The main differences between certificate authorities are:
- the price of the SSL
- which browsers support the CA
- trustworthiness of CA
- CA customer service quality
If a browser doesn’t support the CA used by a website, they will receive a warning when entering the website. The three most popular authorities are IdenTrust, DigiCert, and Sectigo.
Are there free certificates?
Free certificates exist, but they have their drawbacks.
- Some browsers don’t recognize these certificates and give an error message to the website visitor.
- Free certificates need to be renewed more often than paid ones, and may even require you to pay for renewal.
- Some free SSL certificates can not be used for commercial purposes.
You can try a free certificate by popular, non-profit Let’s Encrypt. Their DV certificates are automatically generated, and initially issued for 90 days.
How to install a certificate on the website?
First, you need to buy a certificate. The terms of the issue vary depending on the type of certificate. For example, when getting a DV certificate, you need to:
- perform a CSR (Certificate Signing Request) – a message, or a public key that you need to send to a CA to apply for a certificate.
- pass a domain name ownership check.
For OV and EV certificates, you need to go through a company check: send documents that verify your ownership of the website and business to the CA.
After verification, you need to go through the installation procedure. The procedure depends on your host server.
To install the certificate you need:
- the private key (RSA).
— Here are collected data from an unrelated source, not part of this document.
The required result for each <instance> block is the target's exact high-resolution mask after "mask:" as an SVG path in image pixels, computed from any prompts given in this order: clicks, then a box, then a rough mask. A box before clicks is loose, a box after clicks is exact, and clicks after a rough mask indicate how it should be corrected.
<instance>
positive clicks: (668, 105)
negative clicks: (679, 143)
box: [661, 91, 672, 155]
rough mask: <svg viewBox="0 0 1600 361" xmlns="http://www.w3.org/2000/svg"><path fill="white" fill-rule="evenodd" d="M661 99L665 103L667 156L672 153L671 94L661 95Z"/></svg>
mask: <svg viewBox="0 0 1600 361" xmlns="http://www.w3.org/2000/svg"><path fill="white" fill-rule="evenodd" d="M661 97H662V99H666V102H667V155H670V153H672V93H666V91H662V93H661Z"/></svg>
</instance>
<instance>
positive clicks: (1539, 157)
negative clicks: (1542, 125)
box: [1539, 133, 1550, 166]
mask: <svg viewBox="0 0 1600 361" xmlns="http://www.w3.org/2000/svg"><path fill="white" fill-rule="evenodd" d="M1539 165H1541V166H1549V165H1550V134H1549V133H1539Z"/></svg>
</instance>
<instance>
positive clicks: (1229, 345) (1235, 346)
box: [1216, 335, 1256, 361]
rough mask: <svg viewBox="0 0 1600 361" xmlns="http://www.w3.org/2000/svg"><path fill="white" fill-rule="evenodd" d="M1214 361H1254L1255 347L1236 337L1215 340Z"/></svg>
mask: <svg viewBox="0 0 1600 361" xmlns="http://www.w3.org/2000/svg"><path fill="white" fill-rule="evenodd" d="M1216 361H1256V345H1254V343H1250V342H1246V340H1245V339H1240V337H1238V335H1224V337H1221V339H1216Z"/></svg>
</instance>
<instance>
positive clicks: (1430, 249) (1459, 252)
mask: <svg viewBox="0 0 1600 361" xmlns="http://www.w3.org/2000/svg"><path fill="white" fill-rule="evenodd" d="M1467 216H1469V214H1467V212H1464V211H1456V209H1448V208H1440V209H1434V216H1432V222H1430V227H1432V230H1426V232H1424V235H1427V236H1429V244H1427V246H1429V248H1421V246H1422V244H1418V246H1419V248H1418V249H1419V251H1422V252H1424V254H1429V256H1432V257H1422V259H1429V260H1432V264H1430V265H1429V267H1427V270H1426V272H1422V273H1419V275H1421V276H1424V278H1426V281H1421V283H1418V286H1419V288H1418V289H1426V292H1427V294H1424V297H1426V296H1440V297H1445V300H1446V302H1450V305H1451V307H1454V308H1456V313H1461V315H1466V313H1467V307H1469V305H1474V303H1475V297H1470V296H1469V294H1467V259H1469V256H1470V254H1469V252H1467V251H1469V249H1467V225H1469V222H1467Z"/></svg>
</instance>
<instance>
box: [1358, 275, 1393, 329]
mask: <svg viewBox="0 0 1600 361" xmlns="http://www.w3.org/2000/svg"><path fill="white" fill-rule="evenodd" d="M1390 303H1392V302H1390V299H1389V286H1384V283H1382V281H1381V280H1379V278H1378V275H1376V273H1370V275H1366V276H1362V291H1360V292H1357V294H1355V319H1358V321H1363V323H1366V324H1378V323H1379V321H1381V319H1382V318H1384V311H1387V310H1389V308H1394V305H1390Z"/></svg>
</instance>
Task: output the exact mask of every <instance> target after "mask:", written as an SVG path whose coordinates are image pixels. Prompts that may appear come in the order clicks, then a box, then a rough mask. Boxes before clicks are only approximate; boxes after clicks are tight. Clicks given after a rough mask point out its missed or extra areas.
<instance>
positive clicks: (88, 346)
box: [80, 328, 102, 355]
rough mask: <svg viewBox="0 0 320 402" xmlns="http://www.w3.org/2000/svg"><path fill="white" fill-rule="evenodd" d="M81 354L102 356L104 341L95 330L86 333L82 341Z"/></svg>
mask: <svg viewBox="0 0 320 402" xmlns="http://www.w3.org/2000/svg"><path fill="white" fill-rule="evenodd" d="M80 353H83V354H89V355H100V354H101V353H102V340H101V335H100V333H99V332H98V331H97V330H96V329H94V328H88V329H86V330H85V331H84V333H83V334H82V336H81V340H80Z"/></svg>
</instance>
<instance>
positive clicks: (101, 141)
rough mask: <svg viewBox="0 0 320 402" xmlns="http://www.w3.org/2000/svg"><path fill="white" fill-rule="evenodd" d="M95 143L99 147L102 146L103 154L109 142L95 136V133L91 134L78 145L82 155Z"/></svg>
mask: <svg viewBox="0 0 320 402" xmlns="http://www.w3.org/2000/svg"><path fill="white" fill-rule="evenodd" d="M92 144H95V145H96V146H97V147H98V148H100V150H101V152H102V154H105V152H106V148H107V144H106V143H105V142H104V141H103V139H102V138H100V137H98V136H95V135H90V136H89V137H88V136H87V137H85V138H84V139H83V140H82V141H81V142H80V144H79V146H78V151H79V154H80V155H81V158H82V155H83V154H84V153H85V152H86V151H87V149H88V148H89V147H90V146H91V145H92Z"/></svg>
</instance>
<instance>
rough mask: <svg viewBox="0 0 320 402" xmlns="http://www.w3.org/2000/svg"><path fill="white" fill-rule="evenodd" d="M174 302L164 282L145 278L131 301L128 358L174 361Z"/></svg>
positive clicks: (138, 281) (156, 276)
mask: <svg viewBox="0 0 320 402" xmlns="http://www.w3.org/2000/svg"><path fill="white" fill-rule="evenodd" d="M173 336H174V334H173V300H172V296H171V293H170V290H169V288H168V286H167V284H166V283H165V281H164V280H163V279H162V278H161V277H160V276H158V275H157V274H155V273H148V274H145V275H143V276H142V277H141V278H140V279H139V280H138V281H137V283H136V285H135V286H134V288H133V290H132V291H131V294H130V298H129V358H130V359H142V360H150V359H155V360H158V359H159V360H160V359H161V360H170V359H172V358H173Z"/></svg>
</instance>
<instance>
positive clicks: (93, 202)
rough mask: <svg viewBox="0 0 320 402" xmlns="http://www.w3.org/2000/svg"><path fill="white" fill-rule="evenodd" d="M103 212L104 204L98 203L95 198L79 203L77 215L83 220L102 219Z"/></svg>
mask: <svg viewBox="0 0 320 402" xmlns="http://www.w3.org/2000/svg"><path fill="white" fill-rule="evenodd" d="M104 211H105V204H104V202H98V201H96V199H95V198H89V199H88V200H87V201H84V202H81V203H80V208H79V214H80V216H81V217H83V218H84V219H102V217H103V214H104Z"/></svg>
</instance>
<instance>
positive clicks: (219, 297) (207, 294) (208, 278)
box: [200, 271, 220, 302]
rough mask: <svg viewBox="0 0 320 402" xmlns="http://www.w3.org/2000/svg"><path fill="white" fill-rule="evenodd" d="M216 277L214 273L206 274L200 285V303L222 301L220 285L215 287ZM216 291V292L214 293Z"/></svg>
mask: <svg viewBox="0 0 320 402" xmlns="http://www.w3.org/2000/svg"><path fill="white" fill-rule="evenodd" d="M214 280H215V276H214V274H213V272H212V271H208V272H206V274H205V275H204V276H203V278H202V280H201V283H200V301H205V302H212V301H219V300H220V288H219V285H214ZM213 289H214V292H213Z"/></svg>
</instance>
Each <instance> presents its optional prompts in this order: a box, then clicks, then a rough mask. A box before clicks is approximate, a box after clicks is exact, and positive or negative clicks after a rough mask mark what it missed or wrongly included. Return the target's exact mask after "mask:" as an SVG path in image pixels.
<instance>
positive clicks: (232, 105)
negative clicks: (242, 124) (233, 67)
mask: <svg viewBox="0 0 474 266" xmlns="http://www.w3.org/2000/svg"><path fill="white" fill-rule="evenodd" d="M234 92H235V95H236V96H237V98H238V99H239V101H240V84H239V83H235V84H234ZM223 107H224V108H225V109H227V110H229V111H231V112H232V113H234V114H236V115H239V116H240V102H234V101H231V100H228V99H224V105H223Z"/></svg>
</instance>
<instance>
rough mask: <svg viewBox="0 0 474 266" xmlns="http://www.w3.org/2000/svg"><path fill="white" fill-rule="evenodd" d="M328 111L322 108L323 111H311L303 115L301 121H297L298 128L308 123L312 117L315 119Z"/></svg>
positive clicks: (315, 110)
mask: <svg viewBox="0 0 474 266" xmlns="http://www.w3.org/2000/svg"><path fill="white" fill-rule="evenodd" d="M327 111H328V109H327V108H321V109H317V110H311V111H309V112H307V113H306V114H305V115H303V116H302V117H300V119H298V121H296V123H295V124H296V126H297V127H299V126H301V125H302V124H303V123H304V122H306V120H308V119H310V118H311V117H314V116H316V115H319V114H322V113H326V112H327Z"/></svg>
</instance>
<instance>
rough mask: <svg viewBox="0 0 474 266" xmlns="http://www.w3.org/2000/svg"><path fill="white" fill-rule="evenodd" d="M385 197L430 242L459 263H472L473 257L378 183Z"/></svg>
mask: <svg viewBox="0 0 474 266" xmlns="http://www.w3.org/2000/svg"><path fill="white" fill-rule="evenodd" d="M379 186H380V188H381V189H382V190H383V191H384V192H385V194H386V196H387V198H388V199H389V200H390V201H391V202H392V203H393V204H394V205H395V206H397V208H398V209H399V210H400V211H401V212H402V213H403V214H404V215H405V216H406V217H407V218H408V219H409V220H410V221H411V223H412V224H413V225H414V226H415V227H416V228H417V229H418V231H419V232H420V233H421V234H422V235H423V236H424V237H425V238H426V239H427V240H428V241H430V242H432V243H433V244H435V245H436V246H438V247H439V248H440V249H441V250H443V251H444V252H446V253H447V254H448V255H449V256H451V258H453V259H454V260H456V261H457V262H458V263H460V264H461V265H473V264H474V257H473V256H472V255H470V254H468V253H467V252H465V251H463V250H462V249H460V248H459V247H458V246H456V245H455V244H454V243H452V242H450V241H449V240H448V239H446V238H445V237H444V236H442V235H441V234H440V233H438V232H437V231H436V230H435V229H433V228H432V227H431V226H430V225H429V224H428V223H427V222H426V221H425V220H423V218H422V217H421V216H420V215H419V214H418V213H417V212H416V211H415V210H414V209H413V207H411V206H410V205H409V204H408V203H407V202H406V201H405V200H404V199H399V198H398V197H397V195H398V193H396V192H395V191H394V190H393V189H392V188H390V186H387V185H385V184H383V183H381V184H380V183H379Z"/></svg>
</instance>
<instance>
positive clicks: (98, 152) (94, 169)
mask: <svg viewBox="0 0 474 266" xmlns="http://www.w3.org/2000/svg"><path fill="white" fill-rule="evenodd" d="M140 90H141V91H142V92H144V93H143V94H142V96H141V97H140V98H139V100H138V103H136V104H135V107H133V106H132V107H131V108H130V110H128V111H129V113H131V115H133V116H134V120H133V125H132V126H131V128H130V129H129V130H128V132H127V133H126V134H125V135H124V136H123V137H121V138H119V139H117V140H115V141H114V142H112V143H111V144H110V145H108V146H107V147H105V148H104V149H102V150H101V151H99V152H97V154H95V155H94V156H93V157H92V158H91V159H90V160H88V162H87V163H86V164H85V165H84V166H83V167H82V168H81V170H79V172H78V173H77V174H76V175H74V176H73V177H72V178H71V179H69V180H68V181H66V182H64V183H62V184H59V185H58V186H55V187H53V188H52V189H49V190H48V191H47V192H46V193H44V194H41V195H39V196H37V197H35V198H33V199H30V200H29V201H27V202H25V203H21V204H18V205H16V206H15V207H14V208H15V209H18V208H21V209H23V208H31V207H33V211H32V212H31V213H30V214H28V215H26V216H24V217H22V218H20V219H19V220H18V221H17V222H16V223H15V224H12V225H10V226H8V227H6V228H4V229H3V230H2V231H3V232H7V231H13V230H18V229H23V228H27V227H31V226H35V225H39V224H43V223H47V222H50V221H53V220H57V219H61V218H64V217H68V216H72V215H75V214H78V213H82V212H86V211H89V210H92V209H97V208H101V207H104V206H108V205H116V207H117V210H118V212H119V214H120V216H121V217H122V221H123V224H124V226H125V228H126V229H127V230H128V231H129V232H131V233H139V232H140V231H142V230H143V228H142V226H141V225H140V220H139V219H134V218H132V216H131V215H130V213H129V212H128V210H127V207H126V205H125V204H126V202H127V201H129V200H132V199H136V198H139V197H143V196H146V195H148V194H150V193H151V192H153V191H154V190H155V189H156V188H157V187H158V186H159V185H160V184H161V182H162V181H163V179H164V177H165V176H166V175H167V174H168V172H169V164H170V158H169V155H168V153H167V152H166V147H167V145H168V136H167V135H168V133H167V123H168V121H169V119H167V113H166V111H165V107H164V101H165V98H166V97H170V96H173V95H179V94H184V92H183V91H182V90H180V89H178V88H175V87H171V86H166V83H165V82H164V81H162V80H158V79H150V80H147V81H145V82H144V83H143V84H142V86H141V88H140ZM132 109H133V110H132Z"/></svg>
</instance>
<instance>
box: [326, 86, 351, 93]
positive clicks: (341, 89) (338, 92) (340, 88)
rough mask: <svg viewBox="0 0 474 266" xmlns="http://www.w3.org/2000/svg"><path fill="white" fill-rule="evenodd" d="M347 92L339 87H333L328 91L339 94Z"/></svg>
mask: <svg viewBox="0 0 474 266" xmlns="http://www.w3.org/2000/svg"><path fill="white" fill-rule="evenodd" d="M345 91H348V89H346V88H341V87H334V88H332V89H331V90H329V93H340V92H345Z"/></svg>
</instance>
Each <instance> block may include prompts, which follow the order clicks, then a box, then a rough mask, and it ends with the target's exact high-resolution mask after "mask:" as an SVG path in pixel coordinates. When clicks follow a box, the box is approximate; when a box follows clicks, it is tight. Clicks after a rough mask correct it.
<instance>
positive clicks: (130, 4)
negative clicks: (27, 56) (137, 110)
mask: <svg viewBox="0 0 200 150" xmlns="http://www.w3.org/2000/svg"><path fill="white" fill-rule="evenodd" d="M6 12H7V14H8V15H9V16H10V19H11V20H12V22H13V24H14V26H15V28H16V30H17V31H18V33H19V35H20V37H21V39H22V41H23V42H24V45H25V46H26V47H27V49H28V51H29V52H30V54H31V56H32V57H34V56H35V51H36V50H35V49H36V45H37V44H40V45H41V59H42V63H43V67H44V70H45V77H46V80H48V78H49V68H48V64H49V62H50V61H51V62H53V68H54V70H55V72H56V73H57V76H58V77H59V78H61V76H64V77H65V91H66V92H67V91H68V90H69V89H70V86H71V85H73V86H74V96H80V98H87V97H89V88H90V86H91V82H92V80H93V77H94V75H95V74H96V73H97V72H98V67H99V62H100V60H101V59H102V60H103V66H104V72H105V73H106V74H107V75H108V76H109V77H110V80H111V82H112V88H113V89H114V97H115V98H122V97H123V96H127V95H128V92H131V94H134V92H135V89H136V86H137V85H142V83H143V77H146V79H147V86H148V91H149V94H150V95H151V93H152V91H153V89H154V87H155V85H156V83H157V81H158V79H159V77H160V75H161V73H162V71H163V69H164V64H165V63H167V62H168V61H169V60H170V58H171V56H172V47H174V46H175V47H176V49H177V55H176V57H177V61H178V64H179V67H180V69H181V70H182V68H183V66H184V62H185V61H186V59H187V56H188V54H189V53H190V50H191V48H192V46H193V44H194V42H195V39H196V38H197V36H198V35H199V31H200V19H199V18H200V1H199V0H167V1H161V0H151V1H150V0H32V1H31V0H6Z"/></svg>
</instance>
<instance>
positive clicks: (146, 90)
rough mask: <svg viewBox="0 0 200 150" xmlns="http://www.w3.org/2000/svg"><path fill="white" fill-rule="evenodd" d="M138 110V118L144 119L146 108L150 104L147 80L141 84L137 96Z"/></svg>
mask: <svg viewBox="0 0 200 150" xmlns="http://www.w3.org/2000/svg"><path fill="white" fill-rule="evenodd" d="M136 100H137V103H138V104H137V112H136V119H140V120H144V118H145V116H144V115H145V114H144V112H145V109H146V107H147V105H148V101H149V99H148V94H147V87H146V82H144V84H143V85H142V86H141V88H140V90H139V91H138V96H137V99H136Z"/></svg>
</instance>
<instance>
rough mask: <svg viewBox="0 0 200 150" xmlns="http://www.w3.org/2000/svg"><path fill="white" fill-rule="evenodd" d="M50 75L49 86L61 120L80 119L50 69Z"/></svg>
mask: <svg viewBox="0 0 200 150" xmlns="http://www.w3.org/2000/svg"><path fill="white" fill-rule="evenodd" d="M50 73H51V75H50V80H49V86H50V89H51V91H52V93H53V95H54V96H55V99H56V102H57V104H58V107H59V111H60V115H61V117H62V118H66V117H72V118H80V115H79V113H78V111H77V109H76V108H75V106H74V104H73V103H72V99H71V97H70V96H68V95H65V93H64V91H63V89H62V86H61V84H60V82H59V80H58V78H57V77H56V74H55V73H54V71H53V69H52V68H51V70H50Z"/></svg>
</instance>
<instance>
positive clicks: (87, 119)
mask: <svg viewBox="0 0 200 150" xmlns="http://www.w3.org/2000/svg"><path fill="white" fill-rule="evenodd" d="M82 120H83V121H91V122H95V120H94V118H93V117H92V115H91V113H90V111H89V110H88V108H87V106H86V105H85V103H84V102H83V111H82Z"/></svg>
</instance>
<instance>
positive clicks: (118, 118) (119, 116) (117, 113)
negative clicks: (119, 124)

The key is generated after you send a CSR request
- the certificate file and corresponding root certificates
It is worth asking your host support if they have any special features for installing certificates. Various hosting companies offer SSL certificate installation for an extra fee. You can skip some steps above, and they will do them for you.
How to make your website work properly after switching to HTTPS?
Certificate installation on a new website is simpler than on an existing one, because it doesn’t affect traffic. If the website is actively promoted in search engines, you can lose traffic if you don’t prepare for the transition.
In order to prepare to switch to the new protocol, you should first update website settings:
- redirect HTTP to HTTPS URLs
- re-add the website to the Google Search Console
- set a Geographic Target
Protecting user data is the responsibility of website owners. Migrating from HTTP to HTTPS provides many advantages, both in terms of security, and in business promotion. With HTTPS protocol, your website will be competitive in Google ranking and allow you to make use of the newest technologies (web push notifications, PWA).